How Can We Be Braver?
It will never get easier than right now to recklessly pursue our passion. What are the chances we’re willing to let go of who we are to become what we might be in the later ages of our lives? Honestly? Little to none. When we’re young(er), we celebrate our childlike mind. We are playful. We are open-minded. We are unrestrained by the inner voice of reason, collective cynicism or fear of failure. We start dreaming, and these dreams are the very blueprint to the reality we so badly crave for. There is no better time than now to dare to lose our footing momentarily. Because not to dare is to lose ourselves.
Life looks like a promising daring adventure, till one day it becomes something else. It becomes regret.
It may not happen now. It may not happen anytime soon. But one day, we’ll peer at the same night sky. We’ll see the universe and we start to feel small. We’ll wonder about all that mystery and where has it gone to. Perhaps the answer points at how we’re constantly in a hurry to get validated, but never in a hurry to learn more about ourselves.
On that very day, our everburning passion will whisper in our ears, “Where have you been?”
When these words, in many other shape and form, come to us in a flash of awareness and insight, we’ll come to understand our own smallness and insignificance, which at first comes as an unwelcome disillusionment, but eventually becomes a kind of comfort. Maybe when we learn, in one way or another, to live with the inevitability of our individual deaths that is when we truly understand what it means to live in a space of bravery. Be brave, not only for our professional lives, but for other important aspects including being creative, familial and friendlier.
When I say “be brave”, it is not only an admonishment for those who are reading this, but for myself too.
When we are brave and are willing to give of ourselves regardless of result, we are pushing ourselves towards the goals through paralyzing crisis of confidence.
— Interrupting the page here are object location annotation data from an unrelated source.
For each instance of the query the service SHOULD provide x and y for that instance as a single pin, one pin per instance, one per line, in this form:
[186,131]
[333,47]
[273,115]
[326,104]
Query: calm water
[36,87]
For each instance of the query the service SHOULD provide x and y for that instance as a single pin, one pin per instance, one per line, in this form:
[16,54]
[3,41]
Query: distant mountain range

We’re either in, or we’re in the way of ourselves. Being brave has less to do with a contrarian mindset with the tendency to zig when others zag, but more to do with giving ourselves permission and room to wake up to the firm conviction that we’re nowhere near our full potential.
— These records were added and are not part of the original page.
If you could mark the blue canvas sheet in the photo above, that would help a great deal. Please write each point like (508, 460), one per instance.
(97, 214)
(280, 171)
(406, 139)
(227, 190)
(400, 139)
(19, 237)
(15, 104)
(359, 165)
Being brave is believing in the razor-thin chance that there is a shred of truth in us tapping in a better version of ourselves.
But the unfortunate truth is that the advice of telling someone to be brave will fall short like how we try to explain what a rainbow is to a blind person. When we read a sample of college commencement address, we’ll quickly discover that each success story has their own unique defeats. For every entrepreneur and artist who was brave enough in resolutely working on a singular idea for an extremely long time, there is another who pivoted wildly. For every successful individual who was committed to routinal frameworks and stringent metrics, there is another who was deliberately spontaneous. What lies between our searing idealism and our own guttering disillusion? Me and myself.